Last Week on My Mac: The pioneers are winning

The safest choice is so often to stick with what you’ve got. If your Mac is currently running Big Sur or any earlier version of macOS, it’s far easier to watch what happens with Monterey over the coming couple of months before making any decision about when to upgrade.

I’ve already explained why this is a bad choice as far as bug-fixes go. The last version of Big Sur to receive any significant fixes, other than those of importance to security, was 11.5.2, released in August, over two months ago. Among the bugs fixed in 12.0.1 are several which have either been damaging to workflows or downright annoying. Two that spring to mind are misinterpretation of clicks/taps, which could send the windows of some apps flying across the screen, and the misleading charge figures displayed for Bluetooth devices such as wireless trackpads and keyboards.
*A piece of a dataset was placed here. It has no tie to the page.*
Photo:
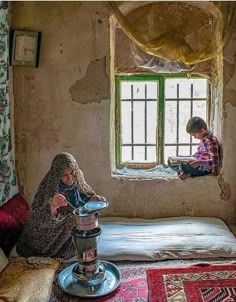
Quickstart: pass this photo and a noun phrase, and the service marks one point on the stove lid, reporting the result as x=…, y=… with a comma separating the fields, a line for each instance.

The first of those affected MarsEdit, sometimes Messages, and a few other apps. Having clicked on its window to bring it to the front, the next click(s) were misinterpreted, usually causing that window to jump, and when a double-click to hurl it into into full-screen mode. Although it didn’t affect every app, as I use both MarsEdit and Messages a lot, I often wasted time undoing these errors and restoring order to my windows.

The problem with the charges shown in the Bluetooth menu bar item wasn’t as disruptive, but you knew that if you didn’t check that twice and relied on the first values displayed, they’d reflect trackpad and keyboard charges many hours ago. It was such an obvious bug that it’s disappointing how long it has taken to fix.

Stick with Big Sur, and you can be confident that those bugs will never be fixed, that your windows will continue to fly around when you least want them to, and you’ll have to remember to open the Bluetooth item a second time to make any sense of its figures. So too for many of the bugs which afflict macOS 11.

Last week, though, the penalties with staying on Big Sur or Catalina were spelled out in starker terms: if you want all the latest security fixes, then you must run the current release of macOS, as older versions, even though still in security maintenance, don’t get them all.

Many of us had already suspected this to be the case, but it was the careful analysis of last week’s upgrade and updates by Josh Long @theJoshMeister, Chief Security Analyst at Intego, which provided the damning evidence: more than 20 of the vulnerabilities fixed in 12.0.1 have been left unpatched in 11.6.1 and Catalina Security Update 2021-007.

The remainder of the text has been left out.